伊藤 一子(レクレ-ション介護士、絵本セラピスト)
今年は暑い夏が長く続きましたが,ようやく秋の訪れを感じられるようになりました。
美しい月の光と集く虫の声に、しみじみと秋を感じ、わが身の来し方、行く末に思いを巡らせることがあります。秋は、自分の生きかたを考えさせる季節のようです。
さて、8人の老人たちの生き方が、印象に残る絵本があります。「ふるいせんろのかたすみで」(チャールズ・キーピング作、ふしみみさを訳、ロクリン社、税込み1760円)です。この絵本では、絵が文を補完するばかりでなく、登場人物の詳細を物語っています。絵を読み解くことで、絵本の面白さを味わえる絵本です。
線路長屋の住人は貧しい老人たちでした。それぞれの人生を経て、ひっそりと暮らしていましたが、ある日、みんなで買ったサッカーくじが大当たり。生活ががらりと変わりました。借りていた家をそれぞれが買い取り、個性豊かにしつらえました。
住人のアデーレおばさんは、気になっていたゴミ捨て場を買い取りバラを植え、子供の遊び場としました。文句ばかりのウイリアムおじさんは、賭け事に忙しくなりました。

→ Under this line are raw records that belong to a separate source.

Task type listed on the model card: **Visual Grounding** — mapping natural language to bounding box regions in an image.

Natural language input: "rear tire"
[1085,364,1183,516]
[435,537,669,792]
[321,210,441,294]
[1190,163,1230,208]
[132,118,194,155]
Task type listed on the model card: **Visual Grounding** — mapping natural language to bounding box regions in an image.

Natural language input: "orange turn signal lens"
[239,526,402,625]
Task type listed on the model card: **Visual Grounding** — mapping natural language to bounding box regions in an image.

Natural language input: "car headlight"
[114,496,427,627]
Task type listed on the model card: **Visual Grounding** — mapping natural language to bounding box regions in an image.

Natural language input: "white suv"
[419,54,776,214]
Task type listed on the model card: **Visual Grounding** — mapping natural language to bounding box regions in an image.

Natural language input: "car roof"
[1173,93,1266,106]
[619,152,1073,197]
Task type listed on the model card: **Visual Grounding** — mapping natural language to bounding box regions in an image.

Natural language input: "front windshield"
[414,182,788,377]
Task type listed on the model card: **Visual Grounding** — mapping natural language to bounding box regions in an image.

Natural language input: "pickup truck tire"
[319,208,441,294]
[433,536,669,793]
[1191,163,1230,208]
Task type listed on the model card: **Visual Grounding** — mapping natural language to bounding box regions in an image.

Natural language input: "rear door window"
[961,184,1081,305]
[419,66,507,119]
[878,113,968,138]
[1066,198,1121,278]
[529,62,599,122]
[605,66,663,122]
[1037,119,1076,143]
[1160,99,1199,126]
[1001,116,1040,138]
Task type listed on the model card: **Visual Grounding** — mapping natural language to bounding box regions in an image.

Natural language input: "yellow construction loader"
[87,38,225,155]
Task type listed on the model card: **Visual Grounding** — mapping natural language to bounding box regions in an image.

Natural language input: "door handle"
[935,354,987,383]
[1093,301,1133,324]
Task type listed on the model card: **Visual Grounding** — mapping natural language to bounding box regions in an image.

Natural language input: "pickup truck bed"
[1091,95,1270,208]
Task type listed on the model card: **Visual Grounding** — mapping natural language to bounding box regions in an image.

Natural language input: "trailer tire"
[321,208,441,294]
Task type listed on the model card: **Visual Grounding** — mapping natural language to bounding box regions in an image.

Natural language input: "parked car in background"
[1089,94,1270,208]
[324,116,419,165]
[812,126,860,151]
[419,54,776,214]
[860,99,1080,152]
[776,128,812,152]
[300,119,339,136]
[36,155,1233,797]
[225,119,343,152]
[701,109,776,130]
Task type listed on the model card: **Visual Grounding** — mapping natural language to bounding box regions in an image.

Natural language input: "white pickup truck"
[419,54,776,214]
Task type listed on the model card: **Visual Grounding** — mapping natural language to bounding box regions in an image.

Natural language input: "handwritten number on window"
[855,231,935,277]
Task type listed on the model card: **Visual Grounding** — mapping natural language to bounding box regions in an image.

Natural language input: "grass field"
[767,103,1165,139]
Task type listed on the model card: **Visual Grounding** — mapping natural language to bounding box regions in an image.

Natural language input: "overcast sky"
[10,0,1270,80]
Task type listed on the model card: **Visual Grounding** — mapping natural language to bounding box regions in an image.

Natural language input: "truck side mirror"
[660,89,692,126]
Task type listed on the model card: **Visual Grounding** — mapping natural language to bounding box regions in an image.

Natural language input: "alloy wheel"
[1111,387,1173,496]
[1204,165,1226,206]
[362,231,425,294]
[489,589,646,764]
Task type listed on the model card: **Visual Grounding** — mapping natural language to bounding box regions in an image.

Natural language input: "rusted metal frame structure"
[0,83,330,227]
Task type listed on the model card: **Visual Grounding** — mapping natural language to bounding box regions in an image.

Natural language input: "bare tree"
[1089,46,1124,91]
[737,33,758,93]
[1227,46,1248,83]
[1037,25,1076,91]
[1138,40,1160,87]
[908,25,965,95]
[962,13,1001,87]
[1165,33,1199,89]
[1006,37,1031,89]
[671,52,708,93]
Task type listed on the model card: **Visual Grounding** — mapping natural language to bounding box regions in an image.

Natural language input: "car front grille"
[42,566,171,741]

料理好きなアデおばさんは、料理を片っ端から作り、全部平らげたので太ってしまいました。エアおばさんは、かわいがっていた金魚のサムのために仲間の金魚をたっぷり買い、サムがどの金魚かが分からなくなりました。船乗りだったハリーおじさんは、家を売り旅に出ました。ケチケチおじさんは、頑丈な部屋を作り一日中お金を数えています。妻のケチケチおばさんは、好きな洋服を次々買い込みました。アーネストおじさんは、お金が入っても以前と同じ暮らしを続け、子供たちのために自転車を組み立てました。アデーレおばさんと、アーネストおじさんの近くには、自転車とバラの花に囲まれた子供たちの笑顔がありました。
個性豊かな老人の生活は、長く生きてきたその人らしさが表れています。様々な老いの生き方は、自分が老いを生きるうえでのヒントが、ちりばめられています。大金が入ったことで一変した生活、お金の使い方にそれぞれの生き方が表れています。今だけ自分だけの自利のためだけに、身の丈をこえて、過剰にお金を使っても、心は解放されずに閉塞感に陥ります。バラ咲く遊び場を作ったアデーレおばさん、自転車を子供のためにつくるアーネストおじさんの周りには、子供たちの笑顔があります。高齢者が、次世代の子供たちに役立つ何かをする、その利他の心は、晴れやかで開放的です。
「人は生きてきたように死んでいく」という言葉があります。多くの人を看取ってきたホスピスケア医の柏木哲夫医師の言葉です。「しっかり生きてきた人はしっかりと亡くなり、周りに感謝して生きてきた人は、周りの人に感謝して亡くなります。よき死を死すためには、よき生を生きる必要があります。」と「老いを育む」(柏木哲夫著 2021)のなかで述べています。生き方は死に方に直結しています。
自利のみを求めるのではなく、ささやかでも利他を心の片隅に置き、満ち足りた死へとつながる生き方を、努めていきたいものです。